Ven-Chura-imported-from-Peru-2002

Waratah Flats Founder Stock

The bulk of our breeding herd today can be traced back to a number of selected individuals that have made their mark on the genetic base of the Waratah Flats alpaca herd.

Unique males:

Somerset Peruvian Heritage – medium fawn male imported from Peru in 1996 (fleece tested at 6 years old – 23.8u, 4.2 SD and CV of 18.6%)

Kiahere Peruvian Ven Chura – dark fawn male imported from Peru in 2002 (fleece tested at 9 years old – 22.1u, 3.9 SD and CV of 17.6%)

Forestglen Seth – dark fawn male imported from Australia in 2007 (fleece tested at 9 years old – 19.3u, 3.4 SD and CV of 17.3%)

Each of these males was selected according to our Alpaca Breeding Values: through the use of progeny (and sibling) testing, evaluation of herd annual fibre testing results and supported by phenotypic evaluation. Each carried their low micron and SD into their mature years and all have made significant improvements to the Waratah Flats herd as a result of progeny testing their own offspring. Now their sons and daughter are carrying us on into the future and their legacy lives on.

Iconic females:

Waratah Flats Macusani Quetzal – medium fawn female imported from Peru in 2002 (fleece tested at 4 years old – 17.3u, 2.8 SD and CV of 16.8%)

Waratah Flats Macusani Toucan – medium fawn female imported from Peru in 2002 (fleece tested at 4 years – 15.9u, 2.6 SD and CV of 15.7%)

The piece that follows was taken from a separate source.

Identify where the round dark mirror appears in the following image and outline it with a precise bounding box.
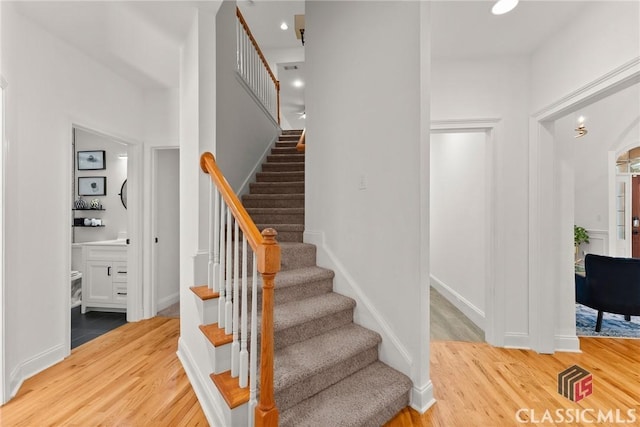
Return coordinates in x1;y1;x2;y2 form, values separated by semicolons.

Waratah Flats Macusani Curassow – light fawn female imported from Peru in 2002 (fleece tested at 4 years – 18.2u, 3.1 SD and CV of 17.6%)

Waratah Flats Macusani Tanager – light fawn female imported from Peru in 2002 (fleece tested at 4 years – 17.9u, 2.9 SD and CV of 16.2%)

Waratah Flats Macusani Jacana – medium fawn female imported from Peru in 2002 (fleece tested at 4 years – 18.1u, 3.2 SD and CV of 18.2%)

Waratah Flats Paucar Juanita – dark fawn female imported from Peru in 2002 (fleece tested at 4 years – 16.8u, 2.8 SD and CV of 16.1%)

All of these females were selected in Peru by Lynda and Paul, in a process that involved screening thousand of possible candidates, followed by quarantine and shipping exercise that took almost 12 months. Every one of these females has contributed significantly to the Waratah Flats herd, with 80% of our current breeding females now having an ancestral link to one or more of these females.